17 Kasım 2011 Perşembe


Alışmamı istemiyorsun. Artık çok geç. Ben her sabah günaydın dileklerine ve öpücüklerine alıştım. Sana alışmayı sevdim. Sorgulamadım hiç. Sorgulamayı hiç sevmedim. Güzel cümlelerini sevdim. Sevişini sevdim. Sen güzel seviyorsun Mert. Baş parmağımı tutuşunu sevdim. Saçımı okşayaşını sevdim. Yolda yürürken herkesten uzaklaşmamızı sevdim. Yanağıma kondurduğun minicik öpücükleri sevdim.Kavga etmeyi de sevdim. Barıştıktan sonra çok sevilesi oluyorsun. Çaktırmadan yaptığın kıskançlıklarını sevdim.

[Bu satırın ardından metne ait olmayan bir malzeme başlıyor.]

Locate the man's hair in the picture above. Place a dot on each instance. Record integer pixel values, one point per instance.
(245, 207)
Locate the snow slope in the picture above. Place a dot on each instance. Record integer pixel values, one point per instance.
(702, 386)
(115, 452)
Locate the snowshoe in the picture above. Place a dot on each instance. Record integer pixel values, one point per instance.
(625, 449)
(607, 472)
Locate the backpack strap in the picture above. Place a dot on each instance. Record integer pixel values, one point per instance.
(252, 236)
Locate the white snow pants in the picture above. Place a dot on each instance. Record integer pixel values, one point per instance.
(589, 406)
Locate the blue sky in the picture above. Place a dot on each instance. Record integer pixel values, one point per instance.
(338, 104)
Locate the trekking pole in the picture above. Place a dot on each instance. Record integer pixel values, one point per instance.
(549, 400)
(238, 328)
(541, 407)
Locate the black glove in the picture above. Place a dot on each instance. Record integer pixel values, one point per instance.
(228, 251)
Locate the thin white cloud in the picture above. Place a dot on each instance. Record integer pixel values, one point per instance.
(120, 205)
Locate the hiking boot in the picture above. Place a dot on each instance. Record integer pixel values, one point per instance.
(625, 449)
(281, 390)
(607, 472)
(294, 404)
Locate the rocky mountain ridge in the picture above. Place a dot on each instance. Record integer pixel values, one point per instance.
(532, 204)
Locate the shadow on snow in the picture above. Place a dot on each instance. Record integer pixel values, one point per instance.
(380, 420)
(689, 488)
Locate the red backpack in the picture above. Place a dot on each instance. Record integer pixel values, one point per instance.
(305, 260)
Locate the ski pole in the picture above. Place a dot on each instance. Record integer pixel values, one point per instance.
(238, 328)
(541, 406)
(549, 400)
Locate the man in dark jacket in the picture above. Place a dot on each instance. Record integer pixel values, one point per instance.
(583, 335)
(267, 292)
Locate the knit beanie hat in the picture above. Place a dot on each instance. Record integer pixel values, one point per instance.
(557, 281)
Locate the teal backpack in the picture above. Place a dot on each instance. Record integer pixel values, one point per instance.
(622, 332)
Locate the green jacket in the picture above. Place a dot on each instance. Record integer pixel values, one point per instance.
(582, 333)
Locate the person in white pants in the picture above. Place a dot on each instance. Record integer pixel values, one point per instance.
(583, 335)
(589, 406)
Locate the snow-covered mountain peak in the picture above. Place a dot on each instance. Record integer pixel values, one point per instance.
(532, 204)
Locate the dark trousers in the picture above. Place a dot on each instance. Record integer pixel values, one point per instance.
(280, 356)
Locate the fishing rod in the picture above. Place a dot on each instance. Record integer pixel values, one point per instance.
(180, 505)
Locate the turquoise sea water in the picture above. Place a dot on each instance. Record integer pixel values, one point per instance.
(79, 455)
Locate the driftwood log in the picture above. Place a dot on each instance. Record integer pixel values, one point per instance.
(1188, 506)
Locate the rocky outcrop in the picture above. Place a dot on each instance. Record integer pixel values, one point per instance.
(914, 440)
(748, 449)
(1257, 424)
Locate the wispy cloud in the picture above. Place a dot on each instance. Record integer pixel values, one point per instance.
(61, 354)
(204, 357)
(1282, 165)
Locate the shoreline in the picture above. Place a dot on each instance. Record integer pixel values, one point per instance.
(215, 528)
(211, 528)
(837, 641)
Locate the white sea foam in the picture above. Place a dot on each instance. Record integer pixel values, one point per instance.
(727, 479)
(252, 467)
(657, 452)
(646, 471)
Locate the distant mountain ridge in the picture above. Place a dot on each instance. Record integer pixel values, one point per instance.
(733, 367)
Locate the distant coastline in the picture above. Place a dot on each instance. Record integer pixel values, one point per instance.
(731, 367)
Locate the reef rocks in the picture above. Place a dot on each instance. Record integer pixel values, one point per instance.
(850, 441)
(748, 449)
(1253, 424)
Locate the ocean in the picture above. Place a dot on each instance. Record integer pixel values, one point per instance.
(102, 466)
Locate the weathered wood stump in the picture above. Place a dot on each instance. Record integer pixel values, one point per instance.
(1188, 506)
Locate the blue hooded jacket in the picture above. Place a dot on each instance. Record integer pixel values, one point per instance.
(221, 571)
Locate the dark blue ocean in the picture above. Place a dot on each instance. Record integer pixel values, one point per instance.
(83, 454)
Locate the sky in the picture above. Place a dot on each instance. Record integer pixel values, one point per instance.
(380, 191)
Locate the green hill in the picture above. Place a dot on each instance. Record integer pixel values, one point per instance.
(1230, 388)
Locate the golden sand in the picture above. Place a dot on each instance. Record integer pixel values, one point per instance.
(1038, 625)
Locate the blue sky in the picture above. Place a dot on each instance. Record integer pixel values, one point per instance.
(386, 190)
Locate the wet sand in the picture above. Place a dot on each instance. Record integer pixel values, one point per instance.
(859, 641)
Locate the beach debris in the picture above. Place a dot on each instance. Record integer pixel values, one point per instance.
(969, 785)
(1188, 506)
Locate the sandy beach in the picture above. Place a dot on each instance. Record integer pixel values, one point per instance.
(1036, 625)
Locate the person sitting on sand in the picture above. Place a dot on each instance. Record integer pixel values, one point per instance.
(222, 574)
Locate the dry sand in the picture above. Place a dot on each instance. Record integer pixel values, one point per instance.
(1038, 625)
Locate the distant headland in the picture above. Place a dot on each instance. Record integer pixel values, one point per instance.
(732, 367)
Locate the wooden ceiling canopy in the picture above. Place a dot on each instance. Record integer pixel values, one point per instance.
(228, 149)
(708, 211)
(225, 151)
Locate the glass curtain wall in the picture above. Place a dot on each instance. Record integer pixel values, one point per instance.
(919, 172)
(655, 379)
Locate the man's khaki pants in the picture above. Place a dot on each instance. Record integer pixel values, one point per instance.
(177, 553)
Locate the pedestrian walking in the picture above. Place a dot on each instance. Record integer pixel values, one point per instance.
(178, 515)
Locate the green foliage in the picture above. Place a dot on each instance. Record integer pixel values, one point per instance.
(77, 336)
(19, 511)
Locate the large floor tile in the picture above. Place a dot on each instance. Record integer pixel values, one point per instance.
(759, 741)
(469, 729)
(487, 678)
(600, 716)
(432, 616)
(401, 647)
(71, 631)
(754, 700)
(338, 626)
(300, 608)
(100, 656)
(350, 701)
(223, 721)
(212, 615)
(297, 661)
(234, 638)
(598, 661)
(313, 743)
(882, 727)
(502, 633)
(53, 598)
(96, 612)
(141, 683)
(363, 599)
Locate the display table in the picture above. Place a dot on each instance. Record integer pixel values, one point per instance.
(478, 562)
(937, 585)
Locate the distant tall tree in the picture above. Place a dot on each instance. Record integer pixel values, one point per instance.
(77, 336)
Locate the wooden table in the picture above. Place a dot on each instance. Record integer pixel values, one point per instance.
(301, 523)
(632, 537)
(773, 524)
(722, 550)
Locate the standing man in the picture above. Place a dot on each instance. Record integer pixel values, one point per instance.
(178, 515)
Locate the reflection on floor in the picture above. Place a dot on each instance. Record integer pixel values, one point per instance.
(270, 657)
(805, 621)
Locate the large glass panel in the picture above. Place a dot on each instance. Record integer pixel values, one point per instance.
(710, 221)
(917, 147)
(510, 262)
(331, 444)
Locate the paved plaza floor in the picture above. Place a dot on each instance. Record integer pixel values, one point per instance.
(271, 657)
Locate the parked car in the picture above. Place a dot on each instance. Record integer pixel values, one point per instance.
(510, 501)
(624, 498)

Benden önce beni düşünmeni sevdim. Iğrenç espirilerini sevdim. ( onu bile ). Kadıköy’de yiyemedigimiz o yemeğe üzülüsünü sevdim. Müziklerini sevdim. Bana gönderdiklerini de. Bana çocuk gibi sırıtışını sevdim. Elimi tutarken severdin usulca, bunu sevdim. Saçmalıklarıma karşılık, kahkahalarını sevdim. Gözlerini sevdim, uzun kirpiklerini. Ayakkabılarını sevdim. Saçlarımdan usanmamanı sevdim. Sabahın 6 sına kadar uyumamayı sevdim. Sorduğum sorulara alakasız cevaplarını sevdim.Arkadaşlarını sevdim. “BOŞVER” deyişini sevdim. Kızgınlıklarını sevdim. Geğirince bile sevdim itoğlu it çok sevdim. Ben seni sevdim Mert. Ben seni seviyorum Mert. Ben seni özledim Mert. Hep özlüyorum Mert. Artık siktir git kalbimden be Mert. Ama "Bunları yapmasaydım mutlu olamazdık ki" deyişini hiç sevmedim Mert. Terkedince anlamı kaldı mı be Mert. he Mert?